The bigger question: will ‘Uncle Joe’ and myriad state and local officials require Americans to get booster jabs like they’re requiring even those with natural immunity to get vaccinated, potentially exposing these patients to rare side effects while it’s unclear whether they’re making a meaningful difference in immunity.
The panel is meeting between 1425 and 1625. It’s likely the decision won’t arrive until after the market close. We will update readers with the result once it’s finally released.
New York City’s (legally questionable) demand that all representatives and diplomats who attend next week’s UN General Assembly meeting show proof of vaccination is threatening to derail the annual summit of world leaders as Russia and China protest the fact that their locally developed vaccines won’t be accepted.
NYC’s request that diplomats and their entourage show proof of vaccination before being admitted somehow received the backing of General Assembly President Maldivian Foreign Minister Abdulla Shahid. In a statement released on Wednesday, NYC Mayor Bill DeBlasio and International Affairs Commissioner Penny Abeywardena thanked UN diplomats ahead of time for “working with us”, calling them “true New Yorkers”.
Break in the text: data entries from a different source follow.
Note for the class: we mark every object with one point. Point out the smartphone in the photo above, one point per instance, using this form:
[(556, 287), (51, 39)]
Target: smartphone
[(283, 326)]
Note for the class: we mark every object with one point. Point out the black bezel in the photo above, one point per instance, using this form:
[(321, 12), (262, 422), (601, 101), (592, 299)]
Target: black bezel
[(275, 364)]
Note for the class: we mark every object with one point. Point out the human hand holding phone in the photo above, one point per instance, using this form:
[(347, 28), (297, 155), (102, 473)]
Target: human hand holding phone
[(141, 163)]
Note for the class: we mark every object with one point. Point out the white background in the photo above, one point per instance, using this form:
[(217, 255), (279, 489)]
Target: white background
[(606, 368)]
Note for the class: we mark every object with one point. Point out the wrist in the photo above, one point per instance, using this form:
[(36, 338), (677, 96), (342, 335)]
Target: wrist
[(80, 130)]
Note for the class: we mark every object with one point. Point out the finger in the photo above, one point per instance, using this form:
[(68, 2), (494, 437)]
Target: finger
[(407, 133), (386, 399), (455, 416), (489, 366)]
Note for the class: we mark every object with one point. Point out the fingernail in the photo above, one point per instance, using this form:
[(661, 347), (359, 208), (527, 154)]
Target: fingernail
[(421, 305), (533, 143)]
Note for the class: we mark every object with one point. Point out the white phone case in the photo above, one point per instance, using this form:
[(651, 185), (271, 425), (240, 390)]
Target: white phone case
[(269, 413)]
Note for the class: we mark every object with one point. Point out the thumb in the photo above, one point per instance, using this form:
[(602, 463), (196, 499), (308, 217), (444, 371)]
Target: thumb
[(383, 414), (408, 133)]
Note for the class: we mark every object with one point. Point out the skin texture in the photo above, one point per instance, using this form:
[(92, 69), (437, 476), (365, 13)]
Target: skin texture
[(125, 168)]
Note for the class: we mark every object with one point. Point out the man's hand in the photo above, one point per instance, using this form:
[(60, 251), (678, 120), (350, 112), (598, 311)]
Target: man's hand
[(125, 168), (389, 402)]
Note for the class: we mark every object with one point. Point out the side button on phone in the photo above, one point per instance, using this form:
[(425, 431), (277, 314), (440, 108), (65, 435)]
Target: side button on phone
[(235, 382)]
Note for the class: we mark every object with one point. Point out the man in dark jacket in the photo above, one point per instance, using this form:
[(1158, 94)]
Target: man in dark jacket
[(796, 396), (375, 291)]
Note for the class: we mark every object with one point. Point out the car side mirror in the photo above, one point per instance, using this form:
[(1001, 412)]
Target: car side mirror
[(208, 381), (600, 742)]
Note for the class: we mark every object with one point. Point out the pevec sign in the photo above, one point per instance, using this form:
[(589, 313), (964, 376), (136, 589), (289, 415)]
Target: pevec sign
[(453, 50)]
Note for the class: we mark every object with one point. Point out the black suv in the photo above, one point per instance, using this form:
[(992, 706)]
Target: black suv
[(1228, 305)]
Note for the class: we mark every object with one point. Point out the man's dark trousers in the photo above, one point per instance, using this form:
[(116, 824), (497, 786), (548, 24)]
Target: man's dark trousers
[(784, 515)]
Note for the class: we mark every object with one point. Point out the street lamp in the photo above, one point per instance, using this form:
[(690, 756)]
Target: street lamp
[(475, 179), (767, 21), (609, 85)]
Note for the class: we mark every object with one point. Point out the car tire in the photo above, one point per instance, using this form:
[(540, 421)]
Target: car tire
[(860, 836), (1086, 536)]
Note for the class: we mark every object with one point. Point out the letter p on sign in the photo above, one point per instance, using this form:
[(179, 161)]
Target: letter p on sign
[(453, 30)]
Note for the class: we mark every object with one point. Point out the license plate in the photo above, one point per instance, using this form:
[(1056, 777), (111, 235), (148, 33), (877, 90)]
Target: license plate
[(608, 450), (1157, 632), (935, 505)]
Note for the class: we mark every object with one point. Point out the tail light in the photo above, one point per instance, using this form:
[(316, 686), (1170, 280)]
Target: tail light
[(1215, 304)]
Unfortunately, not all diplomats are equally enthusiastic. In a letter to colleagues released on Wednesday, Russian UN Ambassador Vasily Nebenzya denounced these new requirements as “clearly discriminatory” and accused NYC and Shahid of violating the UN charter, which states that the UN is international territory.
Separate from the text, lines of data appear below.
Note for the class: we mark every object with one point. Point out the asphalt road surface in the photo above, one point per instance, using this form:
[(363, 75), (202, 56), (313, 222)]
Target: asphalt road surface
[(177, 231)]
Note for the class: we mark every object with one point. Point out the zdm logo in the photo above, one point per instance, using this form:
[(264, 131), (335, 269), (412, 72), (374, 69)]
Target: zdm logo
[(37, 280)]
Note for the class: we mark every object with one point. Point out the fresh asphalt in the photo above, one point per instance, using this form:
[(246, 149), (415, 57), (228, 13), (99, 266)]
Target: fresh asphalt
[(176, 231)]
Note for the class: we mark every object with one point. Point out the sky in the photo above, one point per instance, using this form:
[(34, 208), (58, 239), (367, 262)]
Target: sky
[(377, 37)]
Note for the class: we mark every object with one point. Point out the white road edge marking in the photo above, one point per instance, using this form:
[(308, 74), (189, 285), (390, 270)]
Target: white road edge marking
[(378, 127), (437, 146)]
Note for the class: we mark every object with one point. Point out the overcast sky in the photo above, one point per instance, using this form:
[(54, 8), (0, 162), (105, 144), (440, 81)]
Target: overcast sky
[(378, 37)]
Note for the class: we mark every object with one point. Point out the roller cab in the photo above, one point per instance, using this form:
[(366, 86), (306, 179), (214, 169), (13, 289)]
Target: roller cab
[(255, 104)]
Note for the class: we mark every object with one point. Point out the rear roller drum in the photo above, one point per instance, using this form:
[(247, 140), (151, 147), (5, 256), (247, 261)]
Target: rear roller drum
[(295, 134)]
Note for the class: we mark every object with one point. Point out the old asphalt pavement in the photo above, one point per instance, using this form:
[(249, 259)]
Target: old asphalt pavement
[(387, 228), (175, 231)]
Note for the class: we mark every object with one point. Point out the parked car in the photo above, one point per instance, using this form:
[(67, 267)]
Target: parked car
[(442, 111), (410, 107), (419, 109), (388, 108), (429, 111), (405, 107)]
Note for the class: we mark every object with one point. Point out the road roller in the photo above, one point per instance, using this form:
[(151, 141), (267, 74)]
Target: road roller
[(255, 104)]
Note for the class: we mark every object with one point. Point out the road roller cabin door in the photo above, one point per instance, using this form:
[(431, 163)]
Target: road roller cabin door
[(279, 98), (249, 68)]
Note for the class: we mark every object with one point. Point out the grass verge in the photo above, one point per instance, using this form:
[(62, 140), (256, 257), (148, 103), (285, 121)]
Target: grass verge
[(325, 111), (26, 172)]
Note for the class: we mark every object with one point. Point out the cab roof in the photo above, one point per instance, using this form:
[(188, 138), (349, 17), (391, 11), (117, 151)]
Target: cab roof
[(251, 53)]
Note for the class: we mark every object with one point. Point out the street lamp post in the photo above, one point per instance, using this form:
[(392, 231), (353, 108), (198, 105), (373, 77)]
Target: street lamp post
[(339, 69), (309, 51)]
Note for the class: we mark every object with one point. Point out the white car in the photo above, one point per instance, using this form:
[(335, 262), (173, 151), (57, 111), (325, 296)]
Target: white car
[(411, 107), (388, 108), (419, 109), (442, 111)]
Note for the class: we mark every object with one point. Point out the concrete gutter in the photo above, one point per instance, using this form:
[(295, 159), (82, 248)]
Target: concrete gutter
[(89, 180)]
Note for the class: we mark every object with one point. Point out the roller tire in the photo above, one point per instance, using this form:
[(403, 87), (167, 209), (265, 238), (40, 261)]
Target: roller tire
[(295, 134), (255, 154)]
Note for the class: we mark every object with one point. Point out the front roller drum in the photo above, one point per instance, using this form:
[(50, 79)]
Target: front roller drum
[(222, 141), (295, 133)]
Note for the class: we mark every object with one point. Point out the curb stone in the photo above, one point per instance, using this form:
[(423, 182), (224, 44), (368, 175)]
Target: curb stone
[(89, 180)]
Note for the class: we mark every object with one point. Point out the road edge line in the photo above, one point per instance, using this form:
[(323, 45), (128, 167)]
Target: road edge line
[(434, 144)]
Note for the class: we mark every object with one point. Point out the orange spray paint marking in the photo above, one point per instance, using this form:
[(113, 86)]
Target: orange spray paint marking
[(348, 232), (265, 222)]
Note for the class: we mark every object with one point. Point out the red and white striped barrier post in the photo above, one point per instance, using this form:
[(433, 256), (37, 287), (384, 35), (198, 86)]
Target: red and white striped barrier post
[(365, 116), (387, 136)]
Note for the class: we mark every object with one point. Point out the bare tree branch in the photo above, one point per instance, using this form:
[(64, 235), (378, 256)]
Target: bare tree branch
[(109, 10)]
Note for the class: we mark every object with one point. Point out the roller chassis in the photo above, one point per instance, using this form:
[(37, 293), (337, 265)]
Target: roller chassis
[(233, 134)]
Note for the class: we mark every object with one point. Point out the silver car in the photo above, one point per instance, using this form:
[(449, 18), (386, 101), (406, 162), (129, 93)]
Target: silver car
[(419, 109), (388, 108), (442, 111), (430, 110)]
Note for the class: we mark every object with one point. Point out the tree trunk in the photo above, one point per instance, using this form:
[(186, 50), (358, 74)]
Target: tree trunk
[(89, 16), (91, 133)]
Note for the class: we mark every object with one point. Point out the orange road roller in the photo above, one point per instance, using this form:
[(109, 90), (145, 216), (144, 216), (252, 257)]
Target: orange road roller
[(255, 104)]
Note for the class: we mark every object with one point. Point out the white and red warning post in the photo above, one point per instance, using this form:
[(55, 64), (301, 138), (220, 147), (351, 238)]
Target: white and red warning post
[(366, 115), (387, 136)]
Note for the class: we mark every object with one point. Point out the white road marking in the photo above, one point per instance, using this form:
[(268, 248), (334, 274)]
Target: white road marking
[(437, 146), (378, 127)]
In the face of Russia’s complaints, Mayor de Blasio doubled down: “If the Russian ambassador is against it, I’m for it.” So much for the spirit of international diplomacy.
Keep in mind, the biggest issue here isn’t that diplomats aren’t vaccinated. It’s that they’re vaccinated with jabs that haven’t been approved in the US.
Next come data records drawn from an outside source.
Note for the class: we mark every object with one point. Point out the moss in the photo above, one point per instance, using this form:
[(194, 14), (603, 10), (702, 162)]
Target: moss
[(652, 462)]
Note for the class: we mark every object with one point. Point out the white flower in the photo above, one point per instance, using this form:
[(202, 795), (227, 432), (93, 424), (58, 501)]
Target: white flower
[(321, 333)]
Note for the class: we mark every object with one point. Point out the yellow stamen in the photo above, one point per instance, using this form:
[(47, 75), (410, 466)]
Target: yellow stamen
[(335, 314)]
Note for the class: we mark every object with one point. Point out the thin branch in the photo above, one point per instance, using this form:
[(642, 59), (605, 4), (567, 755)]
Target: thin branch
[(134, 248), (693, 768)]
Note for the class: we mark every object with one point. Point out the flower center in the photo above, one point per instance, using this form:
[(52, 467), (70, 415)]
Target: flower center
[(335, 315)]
Sputnik V, a vaccine backed by Moscow and widely administered in Russia, does not have approval in the United States and is not on the World Health Organization’s emergency use listing either.
To try and make everybody happy, NY officials have promised to dole out free doses of the single-dose J&J jab by the UN Headquarters in Midtown. But it’s not approved in all member states, either (though it has been approved by the WHO, even as questions about dangerous side effects linger).
To Mayor de Blasio, this amounts to a sufficient olive branch. “If their vaccine isn’t good enough, then they should go and use one of the other vaccines.”
With so many parties bristling at NYC’s attempt to exert sovereignty over a piece of supranational territory, it looks like NYC’s demands likely won’t be met. A statement from a UN spokesman said the UN has traditionally relied on an “honor system” and that they were working with “the sitting President of the A” to continue the honor system. Another spokesman said the letter from NYC authorities doesn’t specify any single vaccine for use, despite de Blasio’s comments about offering the JNJ jab.
There’s also the question of discrimination: only 2% of the nearly 6 billion jabs produced have reached Africa.